About Suffering They Were Never Wrong

A dispatch from a Russian funeral

By / February 2014

We could not do but peer through the glass surrounding our sixth-story balcony. A crowd of warmly bundled Russians, donning black ascots and bright stocking caps, had begun to gather outside the apartment building next door. On that windy November day in Ufa, the Ural Mountain capital of Bashkortostan, they looked, from our high perch, like bird seed scattered about the parking lot below. As the crowd grew larger, to a hundred and then 120 people, we wondered: Was this a wedding or a funeral?

Men placed bright flowers and molded wreaths on the concrete steps of the Soviet-era apartment building. Twenty minutes later, our speculation ended when four men in dark clothes carried what appeared to be a shallow plywood coffin from the apartment and placed it on two white stools in the center of the crowd. The box was open. Inside there was a body in a leaf-green sheet with a white crescent at center.

In the midst of the comings and goings of apartment-dwellers and building repairmen attempting to complete their work, a very solemn funeral began. As we studied the proceedings from the sixth floor, the attendees took turns offering eulogies. We could not hear them. The city was aswarm with car alarms, screaming children at the nearby playground, and strong winds, which kept toppling over the flowers.

At one point, a slightly paunchy, middle-aged man wearing a dark blue frocked coat pushed his way through the crowd. His car was parked at the edge of the mourners. Undeterred, he opened the trunk and began loudly loading long metal poles into his black hatchback. After a few moments the man slammed his trunk, shooed away the mourners from his door, then cranked his car to life and backed out of the parking lot, grazing several people with his bumper in the process.

At the apex of the reversal, his car stalled. The mourners were then treated to a cacophony of grinding and backfiring for several seconds as the man attempted to get his car running once again. At last, the driver was able to start his car and pull away from the funeral.
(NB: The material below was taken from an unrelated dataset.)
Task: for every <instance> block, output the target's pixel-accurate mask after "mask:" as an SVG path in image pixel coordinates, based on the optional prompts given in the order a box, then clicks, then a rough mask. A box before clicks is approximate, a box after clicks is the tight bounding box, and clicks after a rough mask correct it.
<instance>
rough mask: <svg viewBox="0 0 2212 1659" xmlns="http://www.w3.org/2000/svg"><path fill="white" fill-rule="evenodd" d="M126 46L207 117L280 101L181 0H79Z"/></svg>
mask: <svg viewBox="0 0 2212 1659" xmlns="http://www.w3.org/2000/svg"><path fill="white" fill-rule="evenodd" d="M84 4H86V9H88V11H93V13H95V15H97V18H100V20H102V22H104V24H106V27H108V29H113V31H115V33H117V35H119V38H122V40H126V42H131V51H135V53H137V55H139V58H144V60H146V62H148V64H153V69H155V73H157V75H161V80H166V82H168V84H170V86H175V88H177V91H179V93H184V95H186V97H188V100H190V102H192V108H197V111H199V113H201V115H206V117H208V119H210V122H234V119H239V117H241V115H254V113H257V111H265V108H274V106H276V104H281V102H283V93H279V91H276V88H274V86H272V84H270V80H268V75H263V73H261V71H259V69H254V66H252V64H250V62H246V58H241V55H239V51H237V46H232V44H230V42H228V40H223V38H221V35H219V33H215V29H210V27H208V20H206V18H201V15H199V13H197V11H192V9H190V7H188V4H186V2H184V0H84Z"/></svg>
And all the while the mourners stayed standing in reverential silence, appearing not to notice the surrounding dissonance. It was as if they were no longer in a busy city, but rather in a serene, yet very cold, quiet meadow. Yet all around them life continued on as normal. Young women dutifully walked to the grocery. Kids raucously flew down the slide. Cars noisily sped through the streets. City workers swept and swept and swept the sidewalks.

Thirty minutes and the ceremony was over. Friends and family took turns approaching the casket and touching the deceased’s feet. Once the ritual was complete, two men gingerly picked up the platform and placed the coffin into a bright yellow Volkswagen van. Next they loaded the flowers and stools while the mourners dispersed. Many waddled onto a large white diesel bus, others boarded the yellow van, accompanying the departed to the final resting place

The whole presentation struck us as rather strange. Death, at least in the West, is a very private event, held behind the padded walls of funeral parlors or chapels. The partitioning has a way of making it seem as if Life stops when life stops. Yet here in Ufa, where Europe and Asia collide, people sorrow over their dead in the open air. And the spectacle does not appear to warrant much more than a glance from passersby.

In his poem “Musée des Beaux Arts,” the poet W. H. Auden wrote of the great painters:

About suffering they were never wrong,
The old Masters: how well they understood
Its human position: how it takes place
While someone else is eating or opening a window or just walking dully along

The old Masters. The people of Ufa, too.


Bobby and Azure Rahe are EthnoTraveler contributors.